The question, however, “Lord, will only a few people be saved?” is key to opening the gate Jesus speaks of. How large is God’s house and who is welcome seems to be answered by the vision of the first reading. But, we get in through one gate – Christ himself. The Catholic Church has always taught that Jesus Christ is the only path to heaven. In the Acts of the Apostles 4: 12, Peter proclaims, “There is no salvation through anyone else, nor is there any other name under heaven given to the human race by which we are to be saved.”
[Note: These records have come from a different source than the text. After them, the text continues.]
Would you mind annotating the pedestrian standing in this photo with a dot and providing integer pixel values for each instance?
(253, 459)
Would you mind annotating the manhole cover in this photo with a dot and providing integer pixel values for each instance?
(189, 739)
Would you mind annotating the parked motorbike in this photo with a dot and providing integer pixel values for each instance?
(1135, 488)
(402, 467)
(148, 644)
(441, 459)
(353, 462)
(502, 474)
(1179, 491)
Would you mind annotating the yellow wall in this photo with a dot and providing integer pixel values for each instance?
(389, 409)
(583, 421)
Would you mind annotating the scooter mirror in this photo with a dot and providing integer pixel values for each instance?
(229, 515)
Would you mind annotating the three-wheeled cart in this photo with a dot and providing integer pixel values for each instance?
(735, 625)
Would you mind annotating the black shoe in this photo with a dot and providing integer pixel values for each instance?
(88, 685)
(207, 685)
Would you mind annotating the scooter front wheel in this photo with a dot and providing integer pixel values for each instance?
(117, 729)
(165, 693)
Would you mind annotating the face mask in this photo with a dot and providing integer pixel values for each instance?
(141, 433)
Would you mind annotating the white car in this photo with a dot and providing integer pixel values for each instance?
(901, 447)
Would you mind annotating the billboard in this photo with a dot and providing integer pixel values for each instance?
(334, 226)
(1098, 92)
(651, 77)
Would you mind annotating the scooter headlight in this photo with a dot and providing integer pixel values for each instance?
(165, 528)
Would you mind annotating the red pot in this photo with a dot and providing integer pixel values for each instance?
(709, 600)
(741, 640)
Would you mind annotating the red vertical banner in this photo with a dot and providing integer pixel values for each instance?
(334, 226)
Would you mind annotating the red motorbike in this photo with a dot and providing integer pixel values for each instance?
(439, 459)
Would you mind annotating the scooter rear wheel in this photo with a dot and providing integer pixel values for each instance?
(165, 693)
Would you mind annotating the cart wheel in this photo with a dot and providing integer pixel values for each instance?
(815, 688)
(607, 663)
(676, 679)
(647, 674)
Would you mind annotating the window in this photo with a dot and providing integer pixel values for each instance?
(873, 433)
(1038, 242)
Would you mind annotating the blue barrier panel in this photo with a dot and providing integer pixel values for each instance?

That pretty much sums it up but it isn’t necessarily so black and white – there is hope. Yet, it seems crystal clear that whether the name is Buddha, Confucius, Moses, Mohammed, or any other, there is only one by which we can enter eternal life – Jesus Christ. Before we fall into the trap of appearing elitist or arrogant, however, this Gospel and other parables of Jesus, do not exclude but rather include. They stretch the boundaries of our assumptions that only those on first base are in the game. Think of Jesus with the lepers, the women, the tax collectors, the prostitutes, the children, the rejected and unloved. As we hear in the Gospel, “some who are last will be first, and some are first who will be last.”
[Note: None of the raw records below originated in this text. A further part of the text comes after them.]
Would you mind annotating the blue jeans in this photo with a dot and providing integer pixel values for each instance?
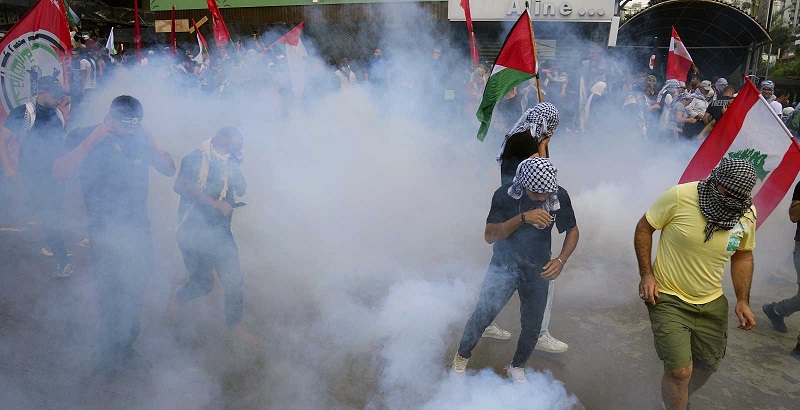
(505, 275)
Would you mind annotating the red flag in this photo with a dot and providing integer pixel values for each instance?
(679, 60)
(137, 31)
(173, 43)
(473, 45)
(221, 35)
(750, 130)
(38, 45)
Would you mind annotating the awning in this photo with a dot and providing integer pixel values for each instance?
(717, 35)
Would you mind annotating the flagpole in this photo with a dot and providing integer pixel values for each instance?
(536, 58)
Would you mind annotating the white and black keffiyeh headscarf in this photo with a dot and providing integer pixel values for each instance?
(738, 177)
(540, 176)
(539, 120)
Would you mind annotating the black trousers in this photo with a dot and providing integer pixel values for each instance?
(505, 275)
(205, 251)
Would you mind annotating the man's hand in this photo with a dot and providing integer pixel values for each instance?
(223, 207)
(747, 320)
(552, 269)
(649, 288)
(539, 217)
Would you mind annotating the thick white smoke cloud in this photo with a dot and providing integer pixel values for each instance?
(362, 246)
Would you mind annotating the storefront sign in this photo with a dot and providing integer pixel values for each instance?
(569, 10)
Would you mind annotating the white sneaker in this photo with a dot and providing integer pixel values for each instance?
(459, 364)
(517, 374)
(494, 332)
(550, 344)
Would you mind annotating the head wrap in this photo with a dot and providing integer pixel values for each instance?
(539, 120)
(723, 212)
(540, 176)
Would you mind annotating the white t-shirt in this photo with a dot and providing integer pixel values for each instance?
(777, 108)
(91, 67)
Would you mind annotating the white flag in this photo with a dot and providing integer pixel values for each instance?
(110, 43)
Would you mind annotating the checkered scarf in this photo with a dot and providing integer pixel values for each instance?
(540, 176)
(738, 177)
(539, 120)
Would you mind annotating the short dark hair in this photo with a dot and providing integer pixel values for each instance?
(126, 106)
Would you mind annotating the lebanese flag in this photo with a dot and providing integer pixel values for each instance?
(679, 61)
(39, 44)
(296, 56)
(750, 130)
(473, 45)
(515, 63)
(221, 35)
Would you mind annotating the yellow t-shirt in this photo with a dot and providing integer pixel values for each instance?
(686, 266)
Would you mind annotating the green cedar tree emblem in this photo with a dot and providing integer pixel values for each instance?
(754, 157)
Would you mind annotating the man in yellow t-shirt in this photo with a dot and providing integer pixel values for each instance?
(703, 225)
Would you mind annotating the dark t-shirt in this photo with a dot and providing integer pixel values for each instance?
(115, 182)
(528, 242)
(201, 215)
(796, 197)
(519, 147)
(715, 107)
(42, 144)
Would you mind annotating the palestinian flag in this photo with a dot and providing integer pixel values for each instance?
(515, 63)
(750, 130)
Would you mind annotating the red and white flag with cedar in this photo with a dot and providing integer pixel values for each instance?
(750, 130)
(38, 45)
(679, 61)
(515, 63)
(296, 56)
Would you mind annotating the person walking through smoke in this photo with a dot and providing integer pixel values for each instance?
(777, 311)
(703, 225)
(38, 126)
(530, 138)
(114, 160)
(519, 226)
(209, 180)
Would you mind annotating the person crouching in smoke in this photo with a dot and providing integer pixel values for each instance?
(209, 180)
(519, 224)
(114, 159)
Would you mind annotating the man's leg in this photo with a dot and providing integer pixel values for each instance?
(533, 300)
(671, 320)
(498, 286)
(200, 266)
(226, 263)
(675, 388)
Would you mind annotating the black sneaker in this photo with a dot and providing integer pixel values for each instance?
(776, 319)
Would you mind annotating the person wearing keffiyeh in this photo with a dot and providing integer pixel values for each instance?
(703, 225)
(519, 226)
(209, 180)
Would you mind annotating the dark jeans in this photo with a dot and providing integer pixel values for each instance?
(504, 276)
(122, 265)
(47, 203)
(788, 306)
(205, 251)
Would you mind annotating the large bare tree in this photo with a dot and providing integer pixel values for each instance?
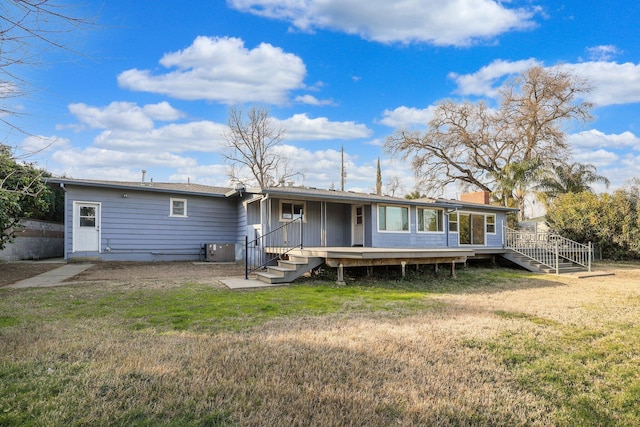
(28, 28)
(252, 148)
(472, 145)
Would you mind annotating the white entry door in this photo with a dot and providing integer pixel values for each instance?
(86, 227)
(357, 226)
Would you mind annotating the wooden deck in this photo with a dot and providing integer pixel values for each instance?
(370, 257)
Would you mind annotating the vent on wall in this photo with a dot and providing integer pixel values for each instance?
(220, 252)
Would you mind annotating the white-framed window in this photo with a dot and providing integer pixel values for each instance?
(290, 210)
(178, 207)
(453, 222)
(430, 220)
(490, 222)
(393, 218)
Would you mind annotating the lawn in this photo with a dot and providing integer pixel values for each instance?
(492, 347)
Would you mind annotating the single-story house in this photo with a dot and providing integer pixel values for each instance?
(147, 221)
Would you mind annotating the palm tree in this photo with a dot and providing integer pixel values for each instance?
(514, 181)
(571, 178)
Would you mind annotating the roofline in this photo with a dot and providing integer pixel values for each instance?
(122, 186)
(343, 196)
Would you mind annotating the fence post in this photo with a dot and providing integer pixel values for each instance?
(557, 257)
(246, 257)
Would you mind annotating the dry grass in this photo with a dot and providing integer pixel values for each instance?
(462, 353)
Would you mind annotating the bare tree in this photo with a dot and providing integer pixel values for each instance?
(252, 148)
(27, 29)
(471, 144)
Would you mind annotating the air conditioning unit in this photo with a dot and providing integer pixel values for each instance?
(220, 252)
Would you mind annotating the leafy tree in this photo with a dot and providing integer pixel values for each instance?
(22, 194)
(609, 220)
(515, 179)
(472, 144)
(571, 178)
(252, 145)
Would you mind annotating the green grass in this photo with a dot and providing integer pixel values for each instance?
(590, 375)
(193, 354)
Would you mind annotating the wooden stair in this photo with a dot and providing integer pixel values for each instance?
(531, 264)
(288, 270)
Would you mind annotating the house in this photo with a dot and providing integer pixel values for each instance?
(146, 221)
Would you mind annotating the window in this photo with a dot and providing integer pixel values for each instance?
(393, 218)
(178, 207)
(291, 210)
(453, 222)
(430, 220)
(491, 224)
(359, 218)
(87, 216)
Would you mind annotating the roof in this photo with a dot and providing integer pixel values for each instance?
(163, 187)
(307, 193)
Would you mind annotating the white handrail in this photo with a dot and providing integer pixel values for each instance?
(547, 248)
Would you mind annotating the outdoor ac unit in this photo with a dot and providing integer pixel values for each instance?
(220, 252)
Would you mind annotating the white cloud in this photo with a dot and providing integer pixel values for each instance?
(312, 100)
(485, 81)
(407, 117)
(124, 115)
(594, 138)
(36, 144)
(613, 83)
(603, 52)
(222, 70)
(454, 22)
(300, 127)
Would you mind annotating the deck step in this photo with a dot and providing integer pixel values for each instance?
(532, 265)
(288, 270)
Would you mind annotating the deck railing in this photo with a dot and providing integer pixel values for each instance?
(267, 249)
(548, 248)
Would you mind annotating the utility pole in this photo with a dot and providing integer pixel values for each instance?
(343, 172)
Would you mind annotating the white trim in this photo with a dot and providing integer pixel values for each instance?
(176, 199)
(293, 216)
(75, 225)
(418, 209)
(407, 207)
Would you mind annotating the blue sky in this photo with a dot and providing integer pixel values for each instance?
(153, 85)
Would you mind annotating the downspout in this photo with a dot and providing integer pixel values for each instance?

In regards to history, the Catholic Church has affirmed that the means given to humanity by which we come to salvation is through the sacrifice of Christ on the cross: his death, burial and resurrection. The Church, as Pope John Paul II wrote in his book Crossing the Threshold of Hope, is “simply an instrument of this salvation.” Like ripples that concentrically move out from a stone or rock tossed into a lake, so the affects of the paschal mystery of Christ move out to encompass all of humanity. We are members of the Church and children of God only through baptism but, as the Second Vatican Council reminded us and reinforced through the teaching of Popes Paul VI and John Paul II, there are other “spheres of membership in and of relation to the Church.” (Ecclesium Suam). In one sense, it is not either/or; it is both/and. Vatican II also clarifies, in its Declaration on the relationship of the Church to Non-Christian Religions, that God’s plan of salvation includes not only practicing Catholics, but also those who acknowledge the Creator, as do our Jewish and Muslim brothers and sisters and who “strive wholeheartedly to live up to His decrees.” (Present day fears of religious extremists aside.)
Yet, the Gospel today reminds us of a danger – that of presumption. “We ate and drank in your company and you taught in our streets!” Can we dare to presume that just because we are baptized, bear the religious identity of Catholic, or even show up for Church on a regular basis that we are automatically on home plate? Just because we follow the rubrics of correct liturgy and celebrate the Mass with the appearance of respect and reverence are we assured to be among the in crowd?
For us Catholics, the vision is broad and inclusive but within that vision is one of conversion and repentance. How seriously do we treat our Catholic faith? How often do we really, as we hear every Ash Wednesday, “turn away from sin and be faithful to the Gospel?”
It’s more than just a name, appearance, or an identity that will “open the door for us.” We must, on some level, be making the effort to walk the talk and to run the race. It’s not just about fulfilling an obligation or keeping the laws. Heaven may well be populated not only with faithful Christians but with God fearing Jews, Moslems, Buddhists and those who at the eleventh hour of their lives, turned to God with sincere repentance. But, there is only one who has made this all possible, Jesus Christ. It does make a difference that we are Catholics but that doesn’t let us off the hook by any means.
I’ve often reflected on Matthew 25: 31-46. This beautiful scene of the Last Judgment remains in the scriptures for a reason. We will be judged with love but in relation to how well we lived our faith; how compassionate we were to the needs of those around us; how well we incorporated the faith we are formed in and concretely lived that out in our daily lives. Blessed Mother Teresa had it right; across denominational lines she reached.
The fullness we enjoy in the Catholic-Christian community is both a cause for rejoicing and an invitation to humility and gratitude. Around the Eucharistic table we find our unity and our salvation in that memorial of the Paschal Mystery.